Amy is treating a pregnant woman with a mysterious condition while dealing with flashes of her lost past. As the episode moves forward, a separate patient storyline involving a father trying to save his daughter sharpens Amy's memory return, and she remembers why she once chose not to tell him that his daughter's condition was hopeless. By the end, Amy is no longer passively living with the gaps in her mind: she tells Gina that she wants to begin a dangerous new treatment to recover her memories faster, even though Gina warns her against it. Joan's visit also ends on a tense note, because she is introduced as Amy's mentor and as the new Chief of Internal Medicine, having gained control at Westside.

If you want the ending told in a more scene-by-scene or character-by-character way, I can expand it further.

Is there a post-credit scene?

I could not verify from the available sources whether Episode 2 of Doc Season 2, "Delusions of Grandeur," has a post-credit scene. The search results include the episode description and recap references, but none explicitly mention any end-credits or post-credits sequence.

If you want, I can try to reconstruct the episode's ending from recap material and note whether any source describes a tag scene after the credits.

How does Amy’s memory loss affect her treatment of the pregnant patient in 'Delusions of Grandeur'?

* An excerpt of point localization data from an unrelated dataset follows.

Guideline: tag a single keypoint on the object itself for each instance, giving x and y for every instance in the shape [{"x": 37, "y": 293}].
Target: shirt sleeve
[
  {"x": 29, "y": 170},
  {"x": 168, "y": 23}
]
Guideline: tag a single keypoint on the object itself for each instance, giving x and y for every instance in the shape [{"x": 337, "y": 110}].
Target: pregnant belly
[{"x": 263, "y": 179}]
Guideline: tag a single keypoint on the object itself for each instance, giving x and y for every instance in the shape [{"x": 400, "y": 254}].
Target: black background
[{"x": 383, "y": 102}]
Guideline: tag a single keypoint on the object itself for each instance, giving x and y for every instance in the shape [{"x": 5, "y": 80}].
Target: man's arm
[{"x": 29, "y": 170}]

The episode centers on Amy grappling with returning memories while treating a mother-to-be whose condition is mysterious and difficult to diagnose.

Who is Dr. Joan Ridley, and why does her visit to Westside matter in this episode?

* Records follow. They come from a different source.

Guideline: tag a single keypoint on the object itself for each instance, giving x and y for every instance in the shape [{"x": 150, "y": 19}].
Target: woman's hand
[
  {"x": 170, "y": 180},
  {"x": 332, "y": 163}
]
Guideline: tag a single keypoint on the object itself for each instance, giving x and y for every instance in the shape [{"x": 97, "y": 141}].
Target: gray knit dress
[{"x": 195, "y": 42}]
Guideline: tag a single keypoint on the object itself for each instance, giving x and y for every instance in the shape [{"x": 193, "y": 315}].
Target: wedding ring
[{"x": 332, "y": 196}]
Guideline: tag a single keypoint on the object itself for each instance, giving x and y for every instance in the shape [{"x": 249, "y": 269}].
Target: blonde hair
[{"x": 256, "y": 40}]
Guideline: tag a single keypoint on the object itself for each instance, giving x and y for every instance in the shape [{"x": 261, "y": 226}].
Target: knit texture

Dr. Joan Ridley is Amy's mentor, and her arrival at Westside is one of the episode's key character developments.

What happens when Amy’s past starts coming back to her in this episode?

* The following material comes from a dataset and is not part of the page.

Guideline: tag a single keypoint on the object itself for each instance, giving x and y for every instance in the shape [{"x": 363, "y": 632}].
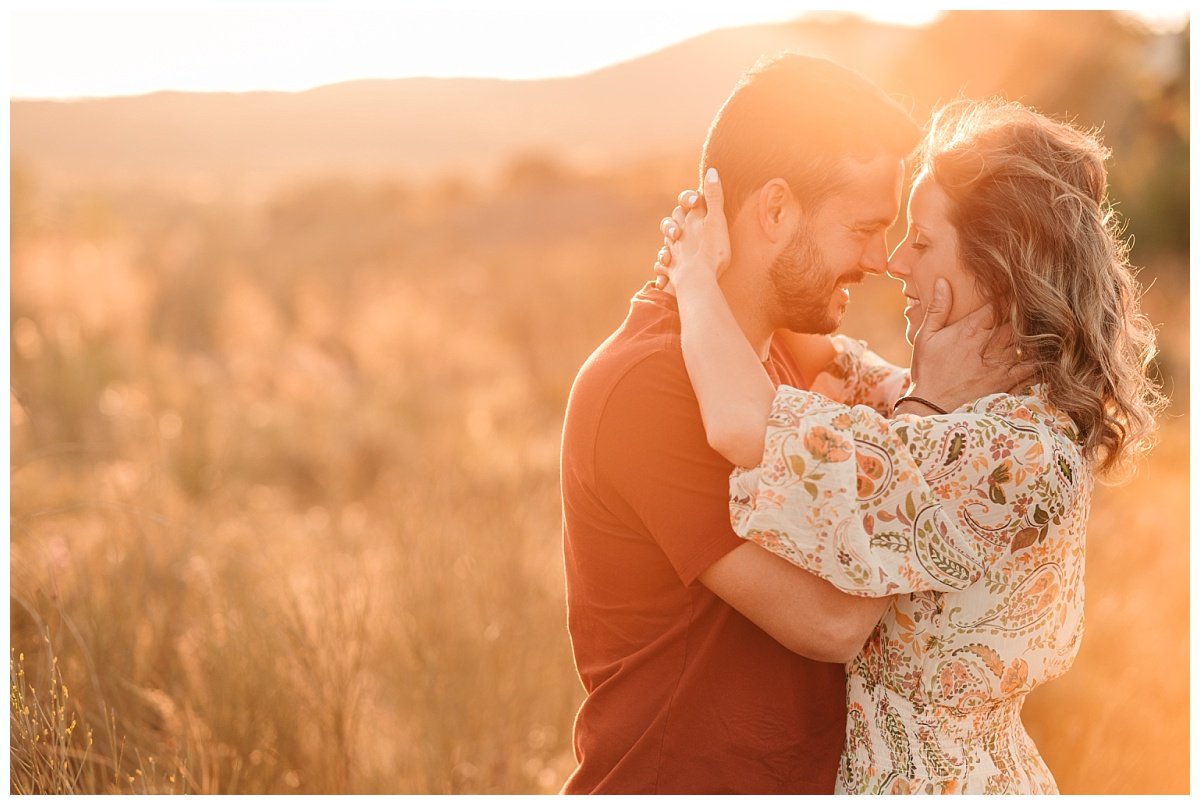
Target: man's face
[{"x": 835, "y": 246}]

The episode description says Amy is dealing with memories resurfacing while she handles a high-pressure medical case, suggesting her personal history is directly colliding with her work.

Which patients or medical cases are central to the story in 'Delusions of Grandeur'?

The main case highlighted in available descriptions is a mother-to-be with a mysterious condition, and broader preview material also points to hospital chaos and multiple urgent patient situations.

How does the introduction of Joan Ridley affect Amy’s goals at Westside?

Amy's season-long aim is to recover her memory, repair fractured relationships, and eventually become Chief of Internal Medicine again, and Joan Ridley's visit adds another complication to that path.

Is this family friendly?

No. Based on the episode description and the show's TV-14 rating, this is not especially family-friendly for young children, though it may be suitable for older teens with parental guidance.

Potentially upsetting or objectionable elements likely include: - Medical distress and hospital scenes involving a mother-to-be with a mysterious condition. - Emotional intensity tied to memory loss and psychological strain, which may be unsettling for sensitive viewers. - Adult relationship tension and marriage trouble among the doctors, which suggests mature interpersonal conflict. - A hospital hack / security incident implied by review coverage, which can add suspense and stress. - The episode is labeled TV-14 (V|S), indicating possible violence and sexual content in the series.

If you want, I can also give a very short "parent guide" version with just the gentlest age recommendation.